Peadar began writing comedies for MorWax Productions in 2004 with the comedy Why Men Cheat which toured Ireland and was the surprise hit of the Dublin Fringe Festival 2006 where it played to packed out audiences in Andrew's Lane theatre in Dublin. The show is set to make its debut in New York, off-Broadway in June 2009.

To create this show, Peadar spent almost six months travelling around both Ireland and England interviewing men who had cheated on their partners and transformed their stories into an explosive mix of comedy and pathos. The show received a lot of media attention and led to Peadar writing his one – man comedy show, What Men Want. Seen as a follow up to Why Men Cheat it has toured to almost every theatre in Ireland and was written using the same interview technique that was so successful with Why Men Cheat.
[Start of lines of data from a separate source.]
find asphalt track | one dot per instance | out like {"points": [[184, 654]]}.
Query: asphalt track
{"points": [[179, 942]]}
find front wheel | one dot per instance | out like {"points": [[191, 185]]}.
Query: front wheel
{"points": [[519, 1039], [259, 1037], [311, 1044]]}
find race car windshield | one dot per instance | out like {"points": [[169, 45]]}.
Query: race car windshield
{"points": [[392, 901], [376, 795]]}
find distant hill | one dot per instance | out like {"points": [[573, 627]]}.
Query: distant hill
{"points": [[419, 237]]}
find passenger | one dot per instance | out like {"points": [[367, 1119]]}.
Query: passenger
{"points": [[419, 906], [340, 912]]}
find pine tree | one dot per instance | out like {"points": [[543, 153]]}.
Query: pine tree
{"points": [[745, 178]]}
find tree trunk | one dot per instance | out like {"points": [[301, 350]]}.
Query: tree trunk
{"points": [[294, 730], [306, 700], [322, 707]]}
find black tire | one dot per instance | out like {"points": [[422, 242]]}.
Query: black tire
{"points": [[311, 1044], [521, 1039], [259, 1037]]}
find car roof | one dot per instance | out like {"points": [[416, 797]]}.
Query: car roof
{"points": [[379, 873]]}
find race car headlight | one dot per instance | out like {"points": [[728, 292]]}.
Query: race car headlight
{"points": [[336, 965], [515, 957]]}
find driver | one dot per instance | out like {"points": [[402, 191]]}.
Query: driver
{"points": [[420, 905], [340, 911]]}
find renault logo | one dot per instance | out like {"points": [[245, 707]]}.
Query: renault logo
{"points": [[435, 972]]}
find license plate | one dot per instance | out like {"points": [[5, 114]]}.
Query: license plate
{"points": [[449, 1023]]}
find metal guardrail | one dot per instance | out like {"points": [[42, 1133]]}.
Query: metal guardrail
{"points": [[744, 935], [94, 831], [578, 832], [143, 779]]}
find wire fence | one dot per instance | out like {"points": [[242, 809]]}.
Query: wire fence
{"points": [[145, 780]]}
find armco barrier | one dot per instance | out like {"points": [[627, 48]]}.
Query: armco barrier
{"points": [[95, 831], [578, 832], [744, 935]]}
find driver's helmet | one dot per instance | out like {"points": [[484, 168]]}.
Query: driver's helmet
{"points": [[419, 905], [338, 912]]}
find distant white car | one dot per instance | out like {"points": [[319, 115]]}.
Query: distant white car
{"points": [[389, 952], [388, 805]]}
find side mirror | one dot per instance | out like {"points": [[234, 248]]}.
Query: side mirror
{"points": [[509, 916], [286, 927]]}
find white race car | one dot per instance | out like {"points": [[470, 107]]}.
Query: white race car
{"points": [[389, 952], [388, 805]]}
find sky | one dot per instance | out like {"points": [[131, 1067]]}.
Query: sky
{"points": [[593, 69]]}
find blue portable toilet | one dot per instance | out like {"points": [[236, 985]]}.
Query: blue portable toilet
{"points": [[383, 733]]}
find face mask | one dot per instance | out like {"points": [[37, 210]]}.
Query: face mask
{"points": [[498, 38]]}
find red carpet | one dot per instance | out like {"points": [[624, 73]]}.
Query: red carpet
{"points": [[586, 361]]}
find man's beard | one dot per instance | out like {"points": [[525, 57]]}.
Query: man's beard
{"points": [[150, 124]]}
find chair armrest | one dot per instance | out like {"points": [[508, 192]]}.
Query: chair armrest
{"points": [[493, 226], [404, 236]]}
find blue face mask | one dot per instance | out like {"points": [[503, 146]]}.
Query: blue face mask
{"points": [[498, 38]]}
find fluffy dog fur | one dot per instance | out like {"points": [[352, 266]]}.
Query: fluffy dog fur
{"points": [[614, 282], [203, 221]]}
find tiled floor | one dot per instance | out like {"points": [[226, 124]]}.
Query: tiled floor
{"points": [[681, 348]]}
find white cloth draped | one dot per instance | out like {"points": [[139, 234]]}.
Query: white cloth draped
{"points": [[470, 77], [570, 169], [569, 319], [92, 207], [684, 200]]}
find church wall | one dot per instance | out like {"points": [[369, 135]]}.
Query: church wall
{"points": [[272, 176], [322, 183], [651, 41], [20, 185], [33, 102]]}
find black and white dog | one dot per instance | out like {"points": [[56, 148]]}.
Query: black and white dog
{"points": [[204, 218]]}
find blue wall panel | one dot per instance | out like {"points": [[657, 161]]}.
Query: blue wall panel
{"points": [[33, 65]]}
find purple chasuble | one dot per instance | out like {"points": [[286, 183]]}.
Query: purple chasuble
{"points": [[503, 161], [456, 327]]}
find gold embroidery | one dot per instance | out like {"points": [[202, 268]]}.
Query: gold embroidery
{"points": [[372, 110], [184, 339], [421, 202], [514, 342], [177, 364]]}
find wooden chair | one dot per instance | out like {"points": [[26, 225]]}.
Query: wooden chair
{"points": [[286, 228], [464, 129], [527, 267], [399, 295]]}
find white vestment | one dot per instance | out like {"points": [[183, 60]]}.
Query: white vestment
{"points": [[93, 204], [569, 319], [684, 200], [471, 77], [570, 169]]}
Peadar has written three other plays, Like a Virgin, another monologue driven comedy that deals with the experiences of being a virgin in Ireland, Jane's Hero, a play based on the real life exploits of an Irish United Nations soldier who saved orphans in Sarajevo and How The West Was Won! which dealt with US president, Ronald Reagan's visit to Galway.

== Current Writing Work ==
Since March 2010, Peadar has been a regular columnist with Gazeta Wyborcza – Kocham Śląsk jak Irlandię.
He is also a regular contributor to Elle Poland and recently begun a new column called Goldeneye for Papermint book magazine.
De Burca is currently working on a book Why Men Cheat, based on his interviews with 250 unfaithful men.
A premiere of his new show Sunshine is planned for February 2012 in Korez, Katowice.